The purpose of the law, which was adopted Nov. 15, 2007, by the California Air Resources Board, is to reduce the amount of pollution caused by diesel engines on commercial harbor craft that operate within 24 nautical miles of the California coast.
Although the new law seems like it is three years old, it didn't actually go into effect until 2009, which is why the Catalina Flyer is having to search for a replacement boat until the new engines are bought and installed.
Large commercial vessels generally can keep their engines for up to 15 years before they have to replace them in accordance with the Commercial Harbor Craft Regulation, Black said, adding that the Catalina Flyer's engines were bought in 1998 and are due to expire shortly.
He said there is a special incentive, the Carl Moyer program, that's distributing money to various owners of commercial craft to help the businesses buy new engines in accordance with the law.

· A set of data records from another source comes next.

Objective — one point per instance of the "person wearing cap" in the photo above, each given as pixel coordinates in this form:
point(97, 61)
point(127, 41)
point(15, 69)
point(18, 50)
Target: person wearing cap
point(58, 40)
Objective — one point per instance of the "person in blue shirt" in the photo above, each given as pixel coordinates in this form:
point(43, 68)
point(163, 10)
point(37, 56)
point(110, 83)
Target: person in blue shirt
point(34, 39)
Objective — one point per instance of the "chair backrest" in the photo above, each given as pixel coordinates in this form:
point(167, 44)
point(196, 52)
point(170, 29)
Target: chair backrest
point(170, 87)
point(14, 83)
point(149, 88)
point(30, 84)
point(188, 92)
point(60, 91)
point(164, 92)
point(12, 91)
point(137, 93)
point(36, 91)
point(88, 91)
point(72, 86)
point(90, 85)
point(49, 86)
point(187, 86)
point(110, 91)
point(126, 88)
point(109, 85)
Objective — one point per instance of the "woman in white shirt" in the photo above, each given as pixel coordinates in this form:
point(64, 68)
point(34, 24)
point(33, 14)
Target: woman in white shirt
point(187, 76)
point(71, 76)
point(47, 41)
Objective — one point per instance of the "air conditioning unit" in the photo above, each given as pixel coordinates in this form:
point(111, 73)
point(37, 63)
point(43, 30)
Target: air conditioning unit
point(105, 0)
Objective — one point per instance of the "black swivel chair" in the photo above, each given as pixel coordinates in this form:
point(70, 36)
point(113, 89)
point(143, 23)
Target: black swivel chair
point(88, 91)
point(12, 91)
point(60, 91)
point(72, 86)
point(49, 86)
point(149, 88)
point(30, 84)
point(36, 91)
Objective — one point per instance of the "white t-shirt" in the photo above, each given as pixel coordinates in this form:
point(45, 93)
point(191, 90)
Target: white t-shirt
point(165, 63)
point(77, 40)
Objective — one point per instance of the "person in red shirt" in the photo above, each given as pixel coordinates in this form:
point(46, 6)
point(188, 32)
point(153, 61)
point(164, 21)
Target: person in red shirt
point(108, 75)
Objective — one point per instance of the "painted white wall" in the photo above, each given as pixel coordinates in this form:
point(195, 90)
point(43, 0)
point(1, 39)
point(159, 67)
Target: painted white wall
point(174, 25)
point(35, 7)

He's partaking in the program, he said.
With the winter season approaching, Black said he doesn't expect to lose as much money or as many customers had he been forced to buy a new engine during the summer months.
Still, Black said the eight-member crew is going to lose their jobs until the ship is back up and running by February.
Long Beach-based Catalina Express, however, will still offer trips to Catalina on a daily basis out of Long Beach and Dana Point, Black said.
The Catalina Flyer, the largest passenger-carrying catamaran on the West Coast, has been in business since the 1960s, he said.
Commercial Harbor Craft Regulation
What harbor craft owners need to do to comply:
•Since Jan. 1, 2009, all commercial harbor craft are required to install a non-resettable hour meter on each engine of their vessel operation.
•All diesel engines on commercial harbor craft must be fueled with California Air Resource Board diesel fuel, with a sulfur content less than or equal to 15 parts per million, or an alternative diesel fuel such as biodiesel.
•Engines on all new commercial harbor craft vessels will be required to meet the U.S. Environmental Protection Agency's marine engine emission standards.